The president also dismissed a question about his administration’s culpability in the lack of tests available so far. “I don’t take responsibility at all,” he said. “We were given a set of circumstances, and we were given rules, regulations, and specifications from a different time.” Reminded that he’d fired the people who would have been in charge of handling infectious disease outbreaks, the president said, “When you say ‘me,’ I didn’t do it. I don’t know anything about it.” What actually happened is a complicated series of bureaucratic dominoes, but it’s not true that Trump didn’t know about it.
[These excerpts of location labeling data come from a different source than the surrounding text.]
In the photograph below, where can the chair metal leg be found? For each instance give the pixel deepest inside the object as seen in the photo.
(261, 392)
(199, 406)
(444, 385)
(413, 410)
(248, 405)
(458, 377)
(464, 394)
The president’s press conference also left unanswered questions about helping people pay for testing and treatment, even though he’d conflated those two issues in a speech to the nation just two nights previous. (California, Washington, and New York have already told insurers they have to waive testing fees, and the new coronavirus aid bill negotiated by the House of Representatives and the Trump administration includes free testing.) It also wasn’t clear what would happen to people’s health data once they handed it over to the web site Google is supposed to be designing, nor what would happen next if they tested positive at a drive-through.
What should you do in the meantime? Practice your own social distancing, avoiding large gatherings. If you can work from home, it’s time to do that. If you learn you’ve had contact with someone who has Covid-19, self-isolate for 14 days. If you start to feel sick, do the same. Don’t go to the hospital if it’s the kind of mild illness that would normally just keep you home. (Hospitals are for people with chest pain, or who are having trouble breathing.) Wash your hands a lot, with soapy water, for at least 20 seconds. Maybe clean your phone and other gadgets. Stop touching your face, even though it’s hard. Check in on your neighbors, especially if they’re elderly or sick. They might need supplies.
And remember that this pandemic hurts everyone in different ways—the economic hit to store owners, the lost school time for kids, the potential for illness or worse. But it hurts the most vulnerable people the most. People who don’t have health insurance, who don’t have the kind of jobs that include sick leave, who don’t have ready access to child care, or who already have weakened immune systems from other issues are bearing the biggest load here. Until governments catch up to helping them out, anything you can do for them is going to be part of the real fight against the disease, the one we’re already in.
Updated 3-16-20 6:42 PM EST: This story was updated to include the FDA's approval of two commercial tests on March 13.
Updated 3-17-20 12:330 PM EST: This story was updated to correct the square mileage of South Korea.